How i did it? Well... Take note

- Superior Drummer 2.0 (Used Fruity loops for testing, i'll see if i can use it on Ardour or any Linux sequencer out there.)
-WINE
-WINEASIO
-JaCK Engine For connecting ALSA with WINEASIO
-A Library called libjack0.100.0-dev 
-build-essential library
-Ubuntu 9.04 Jaunty

And lots of pacience... (if you need help, just write a post , i'm no linux expert, but i can help you at least on this  )

I hope you guys can take advantage of this as much as i did  Hell, i enabled every single bleed mic on Superior Drummer 2.0, and my latency was just 5.4ms on a dirtcheap laptop!! (A two year old Acer, 1.73 Celeron M Processor, 1GB Ram, 80HDD) I'm soo hyped about this.  Can't wait to take a nap and get to record something with this!!


----------



## loktide (Oct 8, 2009)

haha, my mac's stable enough 



no, seriosuly. congrats


----------



## Customisbetter (Oct 8, 2009)

awesome! i have never had any success with wine. glad you could figure it out.


----------



## AeonSolus (Oct 8, 2009)

trust me man, i couldn't get it at first  but like they say, perseverance, optimism, and countless hours of lost sleep will get you thru linux


----------



## Andii (Oct 8, 2009)

Amazing.
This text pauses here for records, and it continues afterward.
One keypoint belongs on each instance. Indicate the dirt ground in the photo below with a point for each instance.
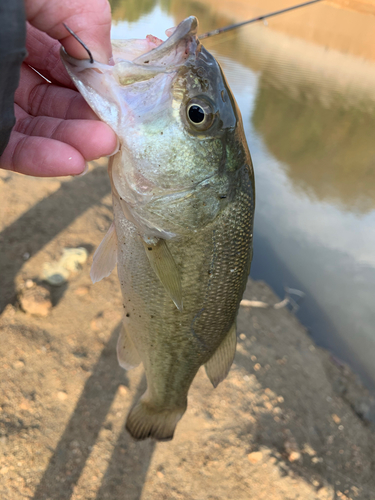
(289, 422)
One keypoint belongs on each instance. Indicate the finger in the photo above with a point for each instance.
(40, 98)
(43, 54)
(92, 139)
(91, 21)
(41, 157)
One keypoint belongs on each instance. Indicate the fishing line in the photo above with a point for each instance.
(254, 19)
(214, 32)
(80, 41)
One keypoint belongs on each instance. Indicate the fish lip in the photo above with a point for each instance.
(187, 28)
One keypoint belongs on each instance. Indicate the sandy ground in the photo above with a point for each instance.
(289, 422)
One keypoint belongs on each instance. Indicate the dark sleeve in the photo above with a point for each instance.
(12, 53)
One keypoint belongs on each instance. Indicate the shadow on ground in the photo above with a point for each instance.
(125, 470)
(53, 213)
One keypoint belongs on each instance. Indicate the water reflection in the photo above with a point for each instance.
(308, 114)
(329, 152)
(131, 10)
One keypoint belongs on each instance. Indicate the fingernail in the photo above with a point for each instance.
(117, 148)
(84, 171)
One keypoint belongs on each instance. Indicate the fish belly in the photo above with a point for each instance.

I didn't think that was possible.


----------



## AeonSolus (Oct 9, 2009)

Update: Seemly LMMS (The linux's Fruity Loops equivalent) is capable of running VSTis, which means less memory wasted on Running Fruity Loops in Wine then trying to comunicate WineASIO with JaCK then from jack to ALSA 






Just look at that thing, fully loaded  Every Ambience mic on, drumpiece/Cymbal and it barely lags. I'm in love with this thing


----------



## DrewsifStalin (Oct 9, 2009)

Oh wow. I just deleted my linux partition because i couldnt run vst's or asio drivers...


----------



## Andii (Oct 9, 2009)

Can you update this thread regularly so I can see how this continues?


----------



## AeonSolus (Oct 12, 2009)

That's actually a good idea, when i'm able to start recording some stuff i'll post it here and so on  i still have to sort some stuff out on linux


----------



## userfriendly (Dec 29, 2009)

I've managed to install and run EZDrummer with Reaper on Ubuntu Studio 9.10 64 Bit and wine 1.2.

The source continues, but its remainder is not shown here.